Still, it would be shortsighted to consider the results a letdown. If anything, the strong average price per lot, even in the absence of last year's astronomical bids, demonstrates Napa Valley's enormous popularity. This year's final tally is even more impressive, considering the absence of last year's top two bidders, retired Cisco Systems executive Chase Bailey and longtime auction attendee B.A. "Red" Adams, from Louisiana -- who spent a combined total of $3.1 million at the 2000 auction.

The four-day event was officially kicked off on Thursday morning at Robert Mondavi Winery in Oakville, where casually attired attendees braved the scorching sun to snack on homemade sausages, raw oysters and grilled duck breast, washed down with an array of current Napa Valley wine releases.

The guests escaped the heat inside Mondavi's newly completed To Kalon winery, where producers offered a sneak peak at their upcoming wines, with 77 barrel samples, mostly from the 1999 vintage.

The tasting and dining picked up steam that evening and Friday afternoon at wineries throughout the valley, as participants enjoyed black-tie parties complete with live bands and dancing, or relaxing meals overlooking the vines.
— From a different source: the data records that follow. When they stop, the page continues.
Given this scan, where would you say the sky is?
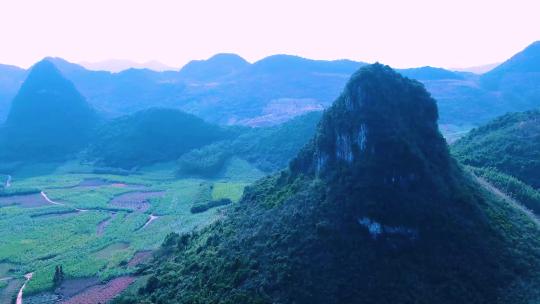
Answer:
[0,0,540,68]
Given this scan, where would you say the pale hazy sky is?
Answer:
[0,0,540,67]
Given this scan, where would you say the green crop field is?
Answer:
[0,159,262,295]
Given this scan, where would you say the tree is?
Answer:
[53,265,64,287]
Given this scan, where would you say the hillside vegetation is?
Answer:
[116,64,540,304]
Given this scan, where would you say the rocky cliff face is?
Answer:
[122,64,540,304]
[291,64,450,185]
[0,60,98,161]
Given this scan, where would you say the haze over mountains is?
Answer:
[0,43,540,133]
[0,60,99,162]
[121,64,540,304]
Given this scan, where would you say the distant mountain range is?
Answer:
[0,60,99,161]
[0,42,540,132]
[122,64,540,304]
[79,59,176,73]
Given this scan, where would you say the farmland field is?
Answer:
[0,159,262,303]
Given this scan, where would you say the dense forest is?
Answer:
[116,64,540,303]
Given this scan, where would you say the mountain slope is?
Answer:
[452,111,540,188]
[179,112,321,176]
[480,41,540,115]
[179,54,249,81]
[118,64,540,303]
[452,111,540,215]
[2,60,98,161]
[88,108,235,169]
[0,64,26,123]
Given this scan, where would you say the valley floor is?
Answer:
[0,159,262,303]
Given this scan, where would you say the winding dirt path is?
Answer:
[474,175,540,226]
[141,214,159,229]
[16,272,34,304]
[40,191,88,212]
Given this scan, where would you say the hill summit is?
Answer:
[2,60,97,161]
[118,64,540,304]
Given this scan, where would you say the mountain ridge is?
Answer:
[117,64,540,304]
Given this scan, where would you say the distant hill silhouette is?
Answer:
[1,60,98,161]
[0,42,540,129]
[88,108,236,169]
[179,54,249,81]
[121,64,540,304]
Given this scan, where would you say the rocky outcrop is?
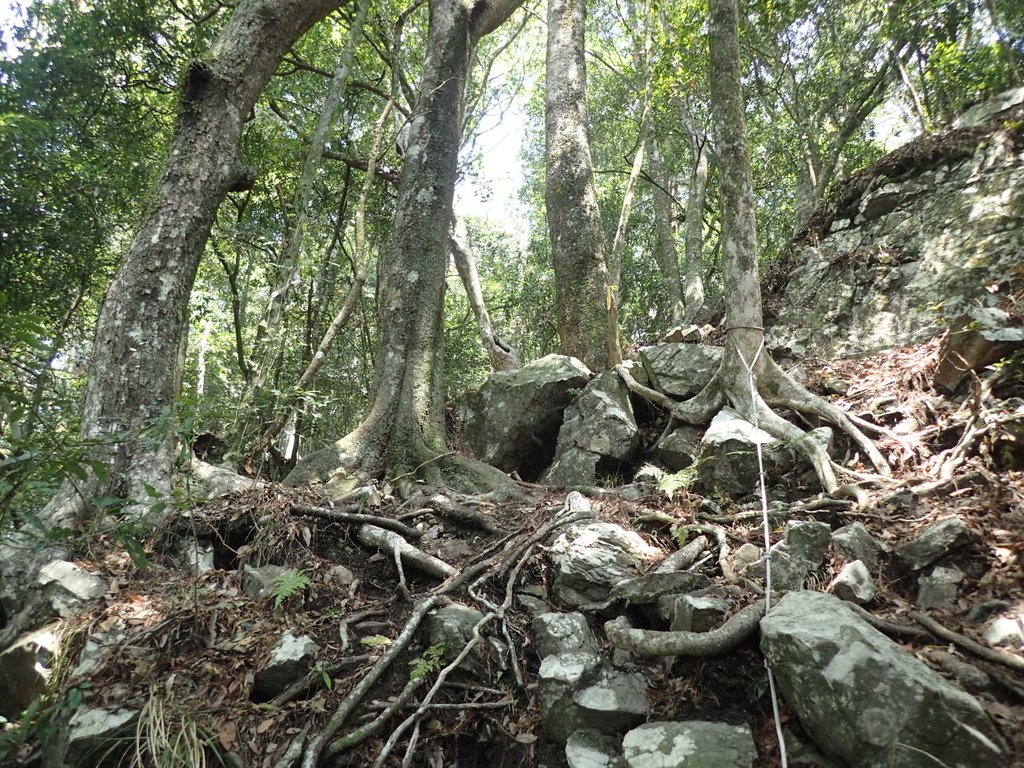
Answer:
[542,371,640,485]
[458,354,593,480]
[768,96,1024,357]
[640,343,722,398]
[761,592,1010,768]
[549,522,664,606]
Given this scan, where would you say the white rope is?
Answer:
[733,336,790,768]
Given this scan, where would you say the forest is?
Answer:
[0,0,1024,766]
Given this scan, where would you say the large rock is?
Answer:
[0,622,61,721]
[654,424,700,472]
[833,521,885,573]
[565,728,624,768]
[542,371,640,485]
[640,343,722,397]
[537,650,601,743]
[698,407,819,497]
[530,611,597,658]
[459,354,593,480]
[896,515,975,570]
[548,522,664,607]
[768,96,1024,358]
[623,721,758,768]
[37,560,106,618]
[761,592,1010,768]
[253,632,319,701]
[933,307,1024,392]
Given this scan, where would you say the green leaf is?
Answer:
[270,568,312,609]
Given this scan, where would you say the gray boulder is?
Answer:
[640,343,722,397]
[697,407,806,497]
[833,522,885,573]
[0,622,61,721]
[538,651,647,743]
[896,515,974,570]
[542,371,640,485]
[918,565,964,610]
[36,560,106,618]
[785,520,831,569]
[565,728,624,768]
[242,565,289,601]
[767,102,1024,359]
[654,424,700,472]
[253,632,319,701]
[933,307,1024,392]
[537,650,601,743]
[458,354,593,477]
[828,560,876,605]
[548,522,664,607]
[669,595,729,632]
[761,592,1010,768]
[530,612,597,658]
[623,721,758,768]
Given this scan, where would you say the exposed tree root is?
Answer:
[907,610,1024,672]
[604,600,765,658]
[615,347,890,494]
[292,504,423,539]
[356,525,459,579]
[300,595,443,768]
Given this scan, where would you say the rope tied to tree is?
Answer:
[726,339,788,768]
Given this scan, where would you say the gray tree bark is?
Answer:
[286,0,521,495]
[683,129,708,323]
[452,211,522,371]
[49,0,341,522]
[545,0,616,371]
[649,143,683,324]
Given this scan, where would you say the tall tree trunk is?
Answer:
[286,0,521,494]
[50,0,341,518]
[247,101,393,459]
[683,130,708,323]
[241,0,370,409]
[649,144,684,325]
[452,211,521,371]
[545,0,614,370]
[618,0,889,493]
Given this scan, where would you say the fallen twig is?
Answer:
[356,525,459,579]
[292,504,423,539]
[301,595,444,768]
[847,603,932,639]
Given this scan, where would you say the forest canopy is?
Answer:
[0,0,1024,528]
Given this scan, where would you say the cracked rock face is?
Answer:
[549,522,664,606]
[543,371,640,485]
[768,111,1024,357]
[761,592,1011,768]
[623,721,758,768]
[459,354,593,479]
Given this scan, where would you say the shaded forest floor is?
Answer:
[9,341,1024,768]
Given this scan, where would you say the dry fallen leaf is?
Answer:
[217,721,239,751]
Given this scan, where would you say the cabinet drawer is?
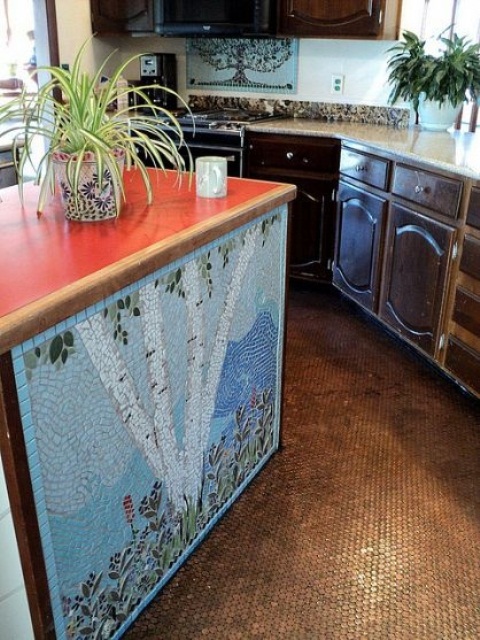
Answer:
[392,165,463,218]
[460,236,480,280]
[467,187,480,229]
[445,336,480,393]
[340,147,390,191]
[453,287,480,337]
[248,135,340,174]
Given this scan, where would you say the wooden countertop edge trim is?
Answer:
[0,184,296,354]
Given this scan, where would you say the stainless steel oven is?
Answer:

While the focus was on celebrating all that Napa Valley has to offer in the way of fine food and wine, there was a larger purpose behind it all. Proceeds from the auction, which is organized by the Napa Valley Vintners Association, will go to benefit a variety of health care, youth and housing organizations throughout the area. So far, the event has donated nearly $19 million since 1981.

After the last bid, Robert Mondavi thanked the area's vintners and bidders for their generosity, saying, "This event is one reason that Napa Valley is now recognized to produce wines that match the best in the world."